NYCMayorsOffice NYC Mayor’s Office: MTA & and airports shutting down. Ferries have stopped or will soon. Time is running out. If you’re in an evacuation area, leave now. #Irene

cnnbrk CNN Breaking News: NYC mass transit “probably” won’t restart ’til late Monday, mayor says. #Irene on.cnn.com/nNZItz

DepressedDarth Darth Vader: I hope I don’t lose power, I always seem to burn my frozen burritos when I heat them with my lightsaber. #Irene

BorowitzReport Andy Borowitz: Even if you count #Irene, the biggest disaster to hit the Jersey shore is “Jersey Shore.”

MikeBloomberg Mike Bloomberg: I want to assure our city that we will get through this.
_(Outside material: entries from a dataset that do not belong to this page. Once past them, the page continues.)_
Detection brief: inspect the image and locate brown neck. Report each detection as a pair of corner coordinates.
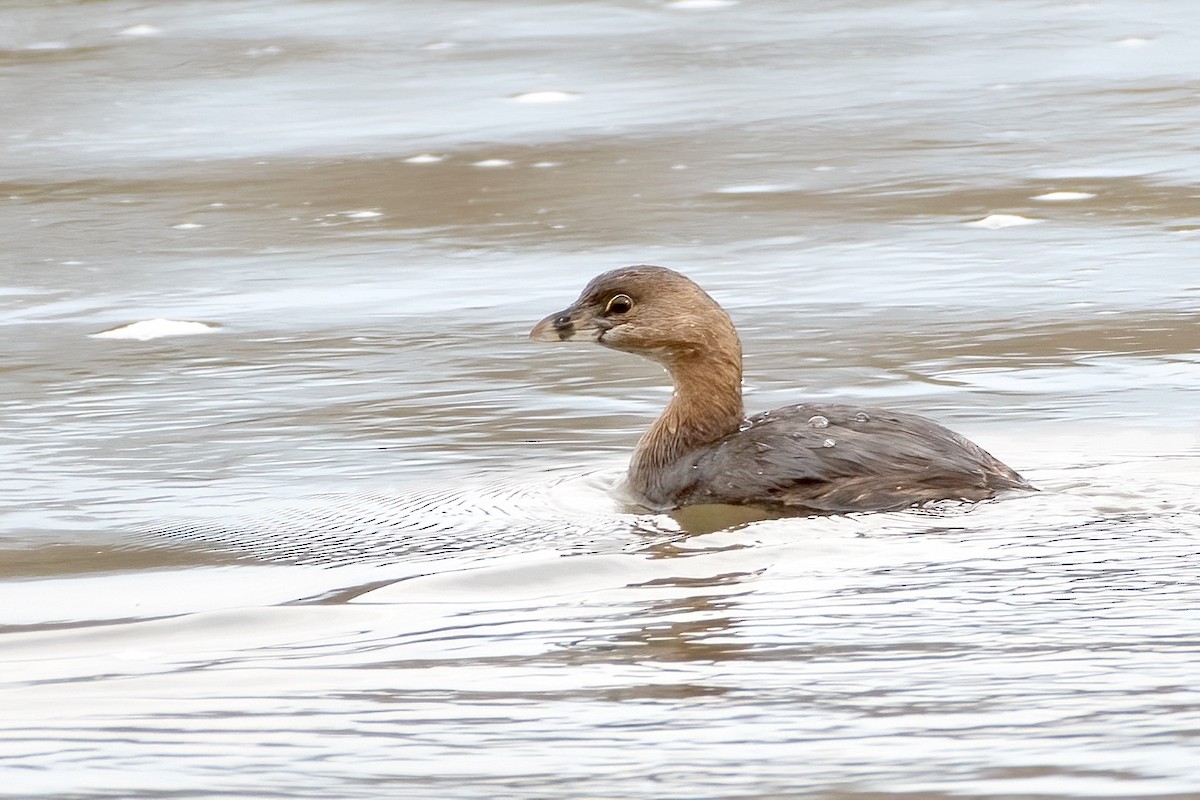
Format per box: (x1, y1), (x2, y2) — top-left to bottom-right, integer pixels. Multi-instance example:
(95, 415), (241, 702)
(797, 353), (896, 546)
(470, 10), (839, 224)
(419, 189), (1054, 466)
(629, 345), (745, 498)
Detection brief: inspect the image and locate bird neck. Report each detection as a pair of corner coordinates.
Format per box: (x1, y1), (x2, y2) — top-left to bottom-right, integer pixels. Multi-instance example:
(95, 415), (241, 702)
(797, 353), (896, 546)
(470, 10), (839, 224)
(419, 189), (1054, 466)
(629, 345), (745, 497)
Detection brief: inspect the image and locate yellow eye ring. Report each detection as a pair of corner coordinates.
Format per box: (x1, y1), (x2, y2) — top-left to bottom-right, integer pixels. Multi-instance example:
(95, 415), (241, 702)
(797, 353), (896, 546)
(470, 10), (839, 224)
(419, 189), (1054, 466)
(604, 294), (634, 314)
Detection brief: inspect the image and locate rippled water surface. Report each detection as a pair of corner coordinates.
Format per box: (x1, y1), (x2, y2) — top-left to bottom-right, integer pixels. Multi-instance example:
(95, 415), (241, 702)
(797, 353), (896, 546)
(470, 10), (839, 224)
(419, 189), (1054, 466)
(0, 0), (1200, 800)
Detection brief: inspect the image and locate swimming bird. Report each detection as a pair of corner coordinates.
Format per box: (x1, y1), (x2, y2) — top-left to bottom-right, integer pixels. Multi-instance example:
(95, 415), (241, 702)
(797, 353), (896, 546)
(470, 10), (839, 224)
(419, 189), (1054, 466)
(529, 264), (1033, 513)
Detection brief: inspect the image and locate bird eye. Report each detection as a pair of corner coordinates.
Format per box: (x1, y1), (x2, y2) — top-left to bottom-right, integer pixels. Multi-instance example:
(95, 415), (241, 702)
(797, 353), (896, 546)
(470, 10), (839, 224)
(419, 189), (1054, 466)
(604, 294), (634, 314)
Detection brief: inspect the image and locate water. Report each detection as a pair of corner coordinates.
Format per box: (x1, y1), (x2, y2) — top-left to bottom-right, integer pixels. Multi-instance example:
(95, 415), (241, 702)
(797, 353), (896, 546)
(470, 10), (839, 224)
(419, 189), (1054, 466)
(0, 0), (1200, 799)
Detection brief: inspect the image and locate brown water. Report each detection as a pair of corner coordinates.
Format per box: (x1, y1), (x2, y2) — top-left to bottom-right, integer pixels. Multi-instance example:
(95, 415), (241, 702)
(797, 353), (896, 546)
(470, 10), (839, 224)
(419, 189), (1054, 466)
(0, 0), (1200, 800)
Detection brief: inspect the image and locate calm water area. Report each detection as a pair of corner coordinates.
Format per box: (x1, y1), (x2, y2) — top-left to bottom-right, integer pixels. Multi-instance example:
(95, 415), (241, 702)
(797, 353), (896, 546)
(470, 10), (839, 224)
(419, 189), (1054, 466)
(0, 0), (1200, 800)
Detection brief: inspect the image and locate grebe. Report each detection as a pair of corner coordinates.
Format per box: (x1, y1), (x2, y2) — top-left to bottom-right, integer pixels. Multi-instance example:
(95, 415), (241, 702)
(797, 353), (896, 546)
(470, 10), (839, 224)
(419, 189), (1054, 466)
(529, 265), (1033, 513)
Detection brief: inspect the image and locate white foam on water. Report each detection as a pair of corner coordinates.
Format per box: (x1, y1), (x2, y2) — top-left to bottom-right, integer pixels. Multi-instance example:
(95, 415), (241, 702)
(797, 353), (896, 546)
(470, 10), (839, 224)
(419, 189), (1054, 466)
(88, 318), (217, 342)
(510, 91), (580, 103)
(121, 24), (162, 36)
(1030, 192), (1096, 203)
(667, 0), (738, 8)
(962, 213), (1042, 230)
(716, 184), (796, 194)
We are New Yorkers, and New Yorkers have always risen to the challenge #Irene

NBCPhiladelphia NBC Philadelphia: Mayor @Michael_Nutter has declared a state of emergency in Philadelphia for the first time since 1986 #Irene

to2 Trevor Owens: How to make a ridiculous amount of money: stay open during the hurricane #irene

petershankman Peter Shankman: Warning: If Internet goes down due to #Irene, people MAY be forced to interact with each other IN PERSON. BE PREPARED.

Updates to follow as the storm hits.

Update, Sunday (8/28) noon ET:

Natasha Hope Bodily: I should sue Anderson Cooper for how much stress he caused my family.

—Natasha Bodily is a JCOM senior in public relations who is interning in New York City and experiencing the Big Apple.